Todo esto de vivir va de compensar desgracias con momentos gloriosos
Hay un artículo de Manuel Vicent que suelo leer todos los años nada más llegar enero. Lo escribió de hecho el 4 de enero de 2009. Han pasado quince años, pero podrán pasar cincuenta, que esa pequeña pieza seguirá siendo por siempre una de las muestras más maravillosas de nostalgia y de maestría de vida. El escritor valenciano lleva bastante tiempo haciendo gala de un vitalismo absoluto y admirable, tanto, que en una reciente entrevista, reconoció que lloraba casi todas las tardes: lloraba escuchando jazz, lloraba ante un amanecer, lloraba ante un atardecer.
Llora, porque ahora es más consciente que nunca que esas cosas no durarán para siempre. Y yo, para qué engañarnos, he leído ese portentoso artículo antes incluso de que llegue enero, y varias veces además. Porque mi noción del tiempo, aunque todavía está muy lejos de la de Vicent, o eso quiero pensar, empieza a estar cerca del absoluto, del todo: un amanecer y un atardecer me pesan ya más que las salidas de los sábados y los planes de un puente.
Se va acabando el año y nos da por hacer balances, cuando no cobrar las necroporras, compartir listas y convencer al resto de la humanidad de que ni tan mal con los doce meses que ya se van. Lo cierto es que nos convencemos más a nosotros mismos que al resto. Según pasa el tiempo nos vamos dando cuenta de que todo esto de vivir va de compensar desgracias con momentos gloriosos, dramas con euforias, rivotriles con cubatas, manzanillas con cerveza, y en esa rueda yinyanesca, se nos gastan los días sin saber cómo, pero volando. El tiempo es un manirroto, sí, y si no somos capaces de impedirlo, en muy poco estaremos otra vez, suerte mediante, sentados en una mesa ante un plato de doce uvas.

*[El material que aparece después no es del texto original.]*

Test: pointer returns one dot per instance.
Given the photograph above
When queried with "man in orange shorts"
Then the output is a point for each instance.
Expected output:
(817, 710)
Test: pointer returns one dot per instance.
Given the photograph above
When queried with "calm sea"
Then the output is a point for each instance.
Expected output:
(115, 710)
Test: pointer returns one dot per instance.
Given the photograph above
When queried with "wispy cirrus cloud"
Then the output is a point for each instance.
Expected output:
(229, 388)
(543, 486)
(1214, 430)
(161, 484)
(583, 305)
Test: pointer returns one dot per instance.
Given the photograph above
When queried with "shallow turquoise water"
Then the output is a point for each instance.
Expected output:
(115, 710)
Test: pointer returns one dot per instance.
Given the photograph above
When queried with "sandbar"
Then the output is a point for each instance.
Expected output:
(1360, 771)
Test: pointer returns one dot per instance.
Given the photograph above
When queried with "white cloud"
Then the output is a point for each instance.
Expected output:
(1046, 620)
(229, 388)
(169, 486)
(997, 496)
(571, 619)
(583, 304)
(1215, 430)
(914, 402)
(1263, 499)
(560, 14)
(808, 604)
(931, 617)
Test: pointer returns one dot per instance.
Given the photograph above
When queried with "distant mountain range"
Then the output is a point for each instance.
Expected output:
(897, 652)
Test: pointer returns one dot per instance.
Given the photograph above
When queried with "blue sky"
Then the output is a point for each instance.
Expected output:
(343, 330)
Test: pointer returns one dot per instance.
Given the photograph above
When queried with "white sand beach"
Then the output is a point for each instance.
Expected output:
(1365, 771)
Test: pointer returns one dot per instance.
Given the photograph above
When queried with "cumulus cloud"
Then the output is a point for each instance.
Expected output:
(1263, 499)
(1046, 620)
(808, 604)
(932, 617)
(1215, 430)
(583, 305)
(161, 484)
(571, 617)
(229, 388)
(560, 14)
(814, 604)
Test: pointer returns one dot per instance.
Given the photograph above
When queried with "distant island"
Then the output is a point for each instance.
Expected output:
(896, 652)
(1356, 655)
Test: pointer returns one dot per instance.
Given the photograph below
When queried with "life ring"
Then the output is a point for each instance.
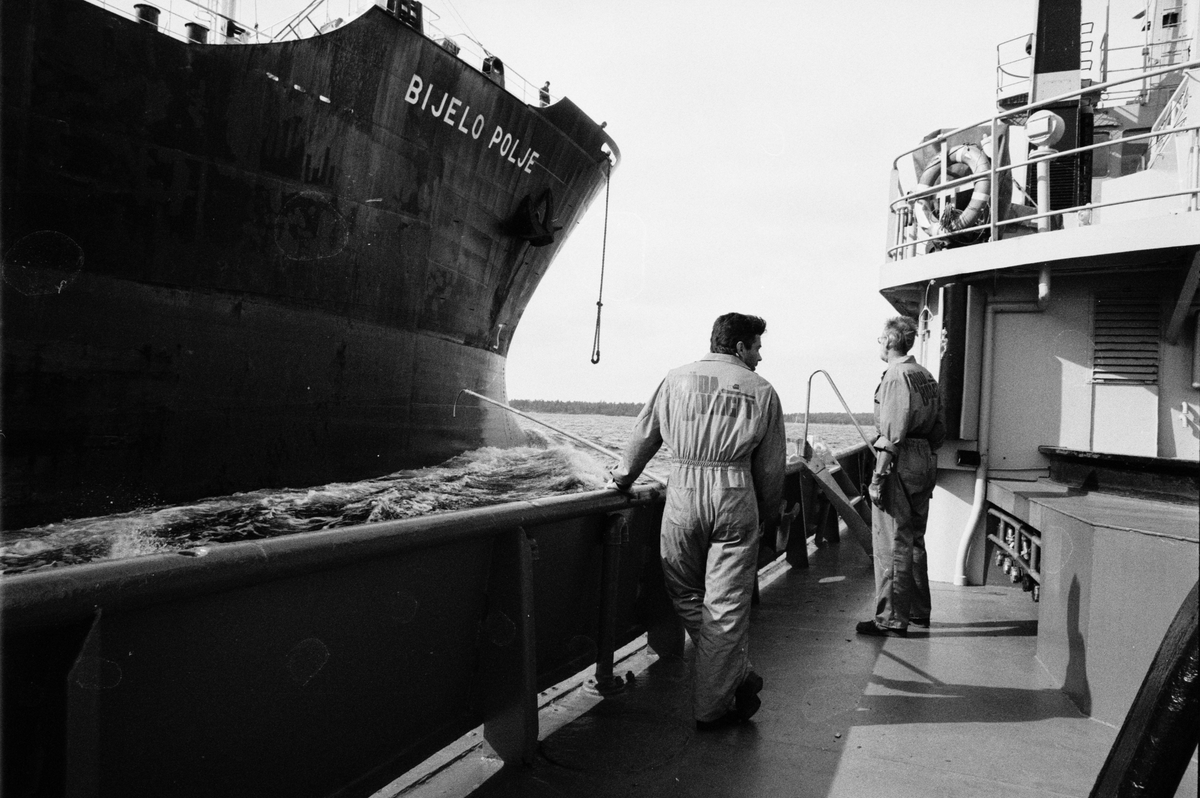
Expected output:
(961, 161)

Yo suelo cumplir una curiosa costumbre: pienso a qué o a quién le voy a dedicar cada uva, y según me las como, cierro los ojos, y lanzo la dedicatoria. Esta por mis padres. Esta por mi hermana. Esta por mis amigos. Esta por los pueblos de la huerta sur de Valencia y esta por los gazatíes. En fin, por muchas cosas y por mucha gente. El problema es que solo son doce y tengo tantos asuntos por los que merece la pena lanzar plegarias, que estoy pensando seriamente echarme unas cuantas uvas más, y empezar por los cuartos.
Falta gente y sobran motivos para darle pávulo a cualquier tipo de espiritualidad, pero por mucho que el tiempo pase, seguiremos instalados en la costumbre de considerar que a partir de ese punto de inflexión, de ese uno de enero, solo pueden ocurrir como mínimo cosas diferentes, no digo ya buenas, porque las expectativas, ya se sabe, son como los cupones, comprar muchos no garantiza un mayor éxito, pero sí mayores rabias. No voy a decir que este año ha sido maravilloso, ni tampoco que haya sido un absoluto desastre. Como Vicent, simplemente me he dejado llevar. A él se lo lleva la corriente del Mediterráneo que baña su Valencia natal. A mí, como a muchos, nos lleva el Guadiana, un atardecer de campo, o una tarde bajo las piedras del acueducto de los Milagros, nombre tan eficaz y certero como esas piedras milenarias, que atraen con su innombrable presencia un vórtice silencioso tan hondo y pacificador sobre un verde tan tupido y limpio, que bien pareciera ser la puerta al mismo día en que fueron levantadas.
Este año que se va me lega ese rincón siempre conocido, pero nunca jamás tan explorado y disfrutado como estos meses pasados, entre las batallas de un alquiler que cuesta pagar, la horripilante sensación de estar cada vez más cerca de los cuarenta habiendo sorteado demasiados obstáculos, y el desasosegante vacío que deja cada vez más gente, siempre peor que la presencia de otros con pretensiones de ocupar sin ningún éxito ese espacio.
No bastan doce uvas ni doce meses para cumplir con todos los propósitos que nos podamos plantear, y mucho menos para huir de todo lo que arrastramos sin cumplir desde hace demasiado tiempo. Pero como el gran Vicent, brindo porque sigan pasando cosas distintas. Porque a las buenas y a las malas se acostumbra uno rápido, tanto o más como a unas uvas con pepita.
Querido amigo, nos estás acostumbrado y es una buena costumbre, a reflexionar cada cierto tiempo. Muy apropiado este momento a las puertas del Año Nuevo. Me ha encantado el texto de Vicent. Lleva mucha razón. Me uno a tus peticiones con uvas, me parece otra idea genial que hace más amable el atragantamiento de la noche vieja. Gracias por mantener estas píldoras literarias que se están convirtiendo en las columnas de este blog de la Tertulia Página72. Mil gracias.